Dividend Yield: 1.63%

Fisher Asset Management’s Q4 Stake: $1.73 billion

Number of Hedge Fund Holders: 150

UnitedHealth Group Incorporated (NYSE:UNH), based in Minnetonka, Minnesota, is a renowned US multinational corporation that provides managed healthcare and insurance services. The company operates through four main segments: UnitedHealthcare, Optum Health, Optum Insight, and Optum Rx. The company returned more than $16 billion to stakeholders through dividends and share repurchases.

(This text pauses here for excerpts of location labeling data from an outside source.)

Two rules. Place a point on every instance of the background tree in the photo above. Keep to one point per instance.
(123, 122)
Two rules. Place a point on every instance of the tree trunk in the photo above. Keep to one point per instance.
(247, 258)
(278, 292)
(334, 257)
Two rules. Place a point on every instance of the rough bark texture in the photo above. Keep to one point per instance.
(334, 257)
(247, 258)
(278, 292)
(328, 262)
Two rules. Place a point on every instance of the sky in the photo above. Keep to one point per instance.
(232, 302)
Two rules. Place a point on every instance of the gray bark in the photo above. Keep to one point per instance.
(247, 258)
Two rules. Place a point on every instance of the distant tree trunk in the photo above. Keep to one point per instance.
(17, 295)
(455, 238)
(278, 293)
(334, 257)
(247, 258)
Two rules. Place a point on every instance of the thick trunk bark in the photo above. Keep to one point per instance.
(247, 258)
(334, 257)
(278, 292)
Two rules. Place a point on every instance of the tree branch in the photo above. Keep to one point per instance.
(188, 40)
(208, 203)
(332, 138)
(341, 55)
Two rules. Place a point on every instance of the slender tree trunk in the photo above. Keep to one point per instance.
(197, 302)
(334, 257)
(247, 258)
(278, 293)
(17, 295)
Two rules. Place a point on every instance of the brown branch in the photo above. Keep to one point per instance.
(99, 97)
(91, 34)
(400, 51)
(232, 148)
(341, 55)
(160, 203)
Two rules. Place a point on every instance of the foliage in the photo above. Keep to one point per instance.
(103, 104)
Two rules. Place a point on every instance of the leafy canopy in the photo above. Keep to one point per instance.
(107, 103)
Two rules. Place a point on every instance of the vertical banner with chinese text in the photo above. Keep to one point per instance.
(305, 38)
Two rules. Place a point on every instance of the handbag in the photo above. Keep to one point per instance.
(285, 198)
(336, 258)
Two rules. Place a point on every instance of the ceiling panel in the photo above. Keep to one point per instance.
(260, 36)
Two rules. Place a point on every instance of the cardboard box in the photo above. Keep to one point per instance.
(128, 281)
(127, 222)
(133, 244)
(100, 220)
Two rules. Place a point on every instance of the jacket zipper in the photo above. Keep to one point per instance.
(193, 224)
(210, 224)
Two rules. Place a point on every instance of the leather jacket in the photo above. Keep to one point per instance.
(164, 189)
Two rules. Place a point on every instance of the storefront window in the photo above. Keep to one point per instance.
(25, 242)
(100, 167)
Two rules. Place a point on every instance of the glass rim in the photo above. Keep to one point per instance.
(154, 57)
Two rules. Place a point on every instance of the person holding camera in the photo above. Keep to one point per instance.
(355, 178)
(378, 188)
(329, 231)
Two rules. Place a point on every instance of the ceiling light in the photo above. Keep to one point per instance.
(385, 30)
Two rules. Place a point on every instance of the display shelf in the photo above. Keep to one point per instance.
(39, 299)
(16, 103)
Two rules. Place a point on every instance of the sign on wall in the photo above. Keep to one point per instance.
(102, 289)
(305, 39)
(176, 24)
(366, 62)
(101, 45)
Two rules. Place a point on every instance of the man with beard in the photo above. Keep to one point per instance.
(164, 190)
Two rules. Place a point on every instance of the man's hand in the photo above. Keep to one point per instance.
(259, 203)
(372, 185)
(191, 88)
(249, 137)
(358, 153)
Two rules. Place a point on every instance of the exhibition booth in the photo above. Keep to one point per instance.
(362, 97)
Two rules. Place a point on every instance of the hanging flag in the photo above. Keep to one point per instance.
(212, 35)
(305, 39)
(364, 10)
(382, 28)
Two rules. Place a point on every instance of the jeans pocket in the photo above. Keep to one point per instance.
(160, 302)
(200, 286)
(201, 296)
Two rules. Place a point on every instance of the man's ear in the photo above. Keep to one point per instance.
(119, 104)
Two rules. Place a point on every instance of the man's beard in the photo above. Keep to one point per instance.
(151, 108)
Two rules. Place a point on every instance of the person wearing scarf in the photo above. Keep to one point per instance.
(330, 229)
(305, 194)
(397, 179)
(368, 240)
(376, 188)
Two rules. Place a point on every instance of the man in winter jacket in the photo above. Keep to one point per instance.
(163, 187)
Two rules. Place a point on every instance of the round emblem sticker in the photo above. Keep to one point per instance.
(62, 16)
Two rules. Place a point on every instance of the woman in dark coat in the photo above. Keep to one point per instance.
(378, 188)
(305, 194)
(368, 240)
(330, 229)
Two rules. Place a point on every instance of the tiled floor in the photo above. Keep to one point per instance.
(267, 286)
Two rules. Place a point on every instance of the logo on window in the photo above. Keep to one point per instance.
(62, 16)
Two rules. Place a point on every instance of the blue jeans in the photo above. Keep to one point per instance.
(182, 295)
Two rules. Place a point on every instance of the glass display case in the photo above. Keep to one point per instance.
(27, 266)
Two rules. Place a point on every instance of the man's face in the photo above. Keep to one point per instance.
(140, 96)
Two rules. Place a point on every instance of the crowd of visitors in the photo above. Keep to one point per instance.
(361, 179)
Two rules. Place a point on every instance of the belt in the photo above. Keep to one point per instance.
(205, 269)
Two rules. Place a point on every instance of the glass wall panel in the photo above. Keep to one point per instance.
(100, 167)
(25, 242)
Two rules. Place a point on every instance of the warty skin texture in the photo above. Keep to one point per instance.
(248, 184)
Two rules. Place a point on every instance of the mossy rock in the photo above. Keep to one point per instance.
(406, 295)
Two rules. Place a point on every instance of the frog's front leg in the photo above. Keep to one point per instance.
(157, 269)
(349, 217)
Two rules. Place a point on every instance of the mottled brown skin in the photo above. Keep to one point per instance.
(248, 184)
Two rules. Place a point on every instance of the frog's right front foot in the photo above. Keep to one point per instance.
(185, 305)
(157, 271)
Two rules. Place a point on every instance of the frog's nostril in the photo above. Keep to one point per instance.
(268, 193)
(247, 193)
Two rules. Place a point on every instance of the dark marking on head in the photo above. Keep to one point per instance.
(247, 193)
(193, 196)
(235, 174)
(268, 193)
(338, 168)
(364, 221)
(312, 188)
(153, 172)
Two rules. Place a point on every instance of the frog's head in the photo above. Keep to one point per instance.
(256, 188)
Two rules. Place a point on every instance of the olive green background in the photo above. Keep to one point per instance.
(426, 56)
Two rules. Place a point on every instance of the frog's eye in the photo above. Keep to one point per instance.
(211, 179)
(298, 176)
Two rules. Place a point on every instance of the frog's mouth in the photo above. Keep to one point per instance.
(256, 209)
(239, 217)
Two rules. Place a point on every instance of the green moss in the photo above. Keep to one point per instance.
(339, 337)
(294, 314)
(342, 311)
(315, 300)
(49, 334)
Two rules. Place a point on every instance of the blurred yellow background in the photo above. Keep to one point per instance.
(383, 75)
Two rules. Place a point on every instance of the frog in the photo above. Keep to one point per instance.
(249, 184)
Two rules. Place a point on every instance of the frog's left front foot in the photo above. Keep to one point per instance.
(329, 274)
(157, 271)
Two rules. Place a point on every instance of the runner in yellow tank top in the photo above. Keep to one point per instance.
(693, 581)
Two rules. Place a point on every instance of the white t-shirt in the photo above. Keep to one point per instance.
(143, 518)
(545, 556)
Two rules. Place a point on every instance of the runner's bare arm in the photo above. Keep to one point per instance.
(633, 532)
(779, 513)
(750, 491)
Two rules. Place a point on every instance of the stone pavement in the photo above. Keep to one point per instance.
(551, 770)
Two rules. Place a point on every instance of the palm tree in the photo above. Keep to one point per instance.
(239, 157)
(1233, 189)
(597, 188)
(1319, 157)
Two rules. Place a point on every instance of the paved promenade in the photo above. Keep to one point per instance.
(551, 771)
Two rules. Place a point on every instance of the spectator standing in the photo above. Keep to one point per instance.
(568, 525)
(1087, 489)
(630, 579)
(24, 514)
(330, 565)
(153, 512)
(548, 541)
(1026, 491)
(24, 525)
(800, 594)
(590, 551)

The company reported solid fiscal year 2024 earnings that exceeded investor expectations. Revenue increased by 8% to $400 billion, driven by broad-based expansion across its service offerings. Throughout 2024, the UnitedHealth Group Incorporated (NYSE:UNH) returned more than $16 billion to shareholders via dividends and stock buybacks.

Following developments in a long-running Department of Justice (DOJ) case, Deutsche Bank analysts maintained their Buy rating on UnitedHealth Group Incorporated (NYSE:UNH) shares, with a price target of $591. The healthcare behemoth is allegedly close to a dismissal of the case, which accuses it of overbilling Medicare by at least $2.1 billion. With yearly sales over $400 billion and solid cash flows, UnitedHealth Group has shown tenacity throughout this court battle.

Vulcan Value Partners stated the following regarding UnitedHealth Group Incorporated (NYSE:UNH) in its Q4 2024 investor letter:

“UnitedHealth Group Incorporated (NYSE:UNH), a company that we have owned several times in the past, is the largest health insurer in the United States. UnitedHealth Group also owns Optum, which is a rapidly growing healthcare services company. The environment for the health insurance business remains positive as growth in healthcare spending, driven by chronic diseases and an aging population, will continue to outpace overall economic growth. The insurance business benefits from powerful network effects as more members attract more providers and vice versa, which reinforces United’s value proposition and bargaining power with each side of the network. We respect UnitedHealth Group’s management team and have been very pleased with their long-term vision and execution.”